Soon after I arrived to work in Yellowknife, a nice guy named Perry came to work in the housekeeping department at Stanton Yellowknife Hospital. He would stop by as he mopped floors and chat with me every morning about cars and guns and other things that interested him. Perry was about 21 years old and seemed pretty normal by all appearances. Perry was sad and miserable inside, only none of us knew it.

I liked Perry but I never asked him to join in with any of our “professional” group of lab techs, nurses, physiotherapists, in whatever Reindeer Games we were playing. You know, he might not have chosen to come along because he wouldn’t have enjoyed our company, but would it have hurt me to just ask him?

One dark, early winter morning I walked into the Microbiology lab section where I worked and ran into John, the senior housekeeper boss guy.

–Perry killed himself last night, John said.

–Put a shotgun to his head and pulled the trigger.

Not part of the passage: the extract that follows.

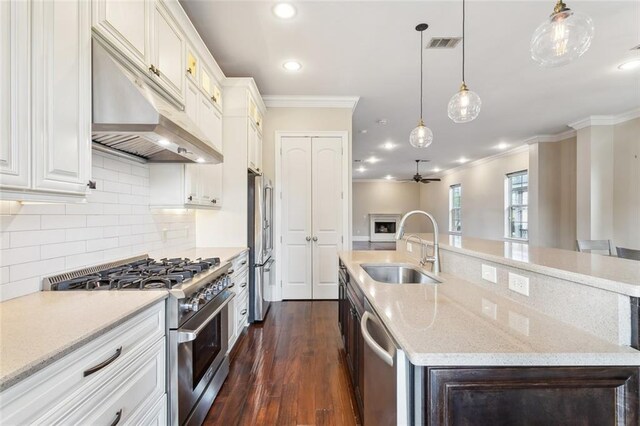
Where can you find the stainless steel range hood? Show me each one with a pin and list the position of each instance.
(131, 115)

The RCMP found him in a ditch on the outskirts of town.

I had spoken with Perry in a normal fashion a day earlier and now his demons and insecurities had won the interior argument. Now he was dead, at his own hands. I was stunned. I was ignorant and stunned.

Insecurities come in different layers and different strengths. I try now to look for signs of insecurities in others, not to make myself feel better in comparison (another sign of insecurity), but so that I can understand their struggles with behaviours such as selfishness, arrogance, sulking, gossiping, over-competitiveness, defensiveness, excessive chatter, people-pleasing, excessive swearing. If there’s some small thing that I can do or say that will soothe someone’s negative inner voice, why not? It’s a Pay It Forward kind of thing, I suppose.

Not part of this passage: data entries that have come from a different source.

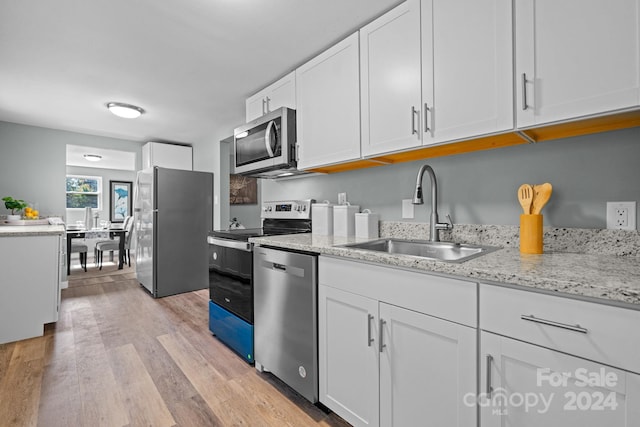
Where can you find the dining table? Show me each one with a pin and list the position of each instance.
(97, 233)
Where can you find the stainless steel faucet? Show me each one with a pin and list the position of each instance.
(434, 225)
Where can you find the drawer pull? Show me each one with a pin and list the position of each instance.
(575, 328)
(382, 344)
(489, 386)
(369, 338)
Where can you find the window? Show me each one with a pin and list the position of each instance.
(84, 192)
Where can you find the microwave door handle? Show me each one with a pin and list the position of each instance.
(267, 137)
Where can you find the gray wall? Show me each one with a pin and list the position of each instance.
(481, 187)
(33, 163)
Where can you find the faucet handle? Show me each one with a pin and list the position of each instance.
(450, 223)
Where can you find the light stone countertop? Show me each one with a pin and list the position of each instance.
(603, 278)
(30, 230)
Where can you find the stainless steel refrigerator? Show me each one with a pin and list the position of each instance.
(173, 213)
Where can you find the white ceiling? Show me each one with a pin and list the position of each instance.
(190, 63)
(111, 159)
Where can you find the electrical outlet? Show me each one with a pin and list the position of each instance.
(407, 209)
(621, 215)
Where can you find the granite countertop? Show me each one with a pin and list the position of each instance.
(602, 278)
(30, 230)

Insecurity wears a lot of different costumes.

Slack Alice’s, the local stripper bar in my area burned down about a year ago. And DAMN, I never saw the inside of it. I guess I was just too insecure to go inside on my own!

But I’m sure that every day there was a whole barroom full of strippers and patrons, nursing a beer or shot glass, and each, just like me, with their own beat-up lifetime suitcase filled with personal insecurities.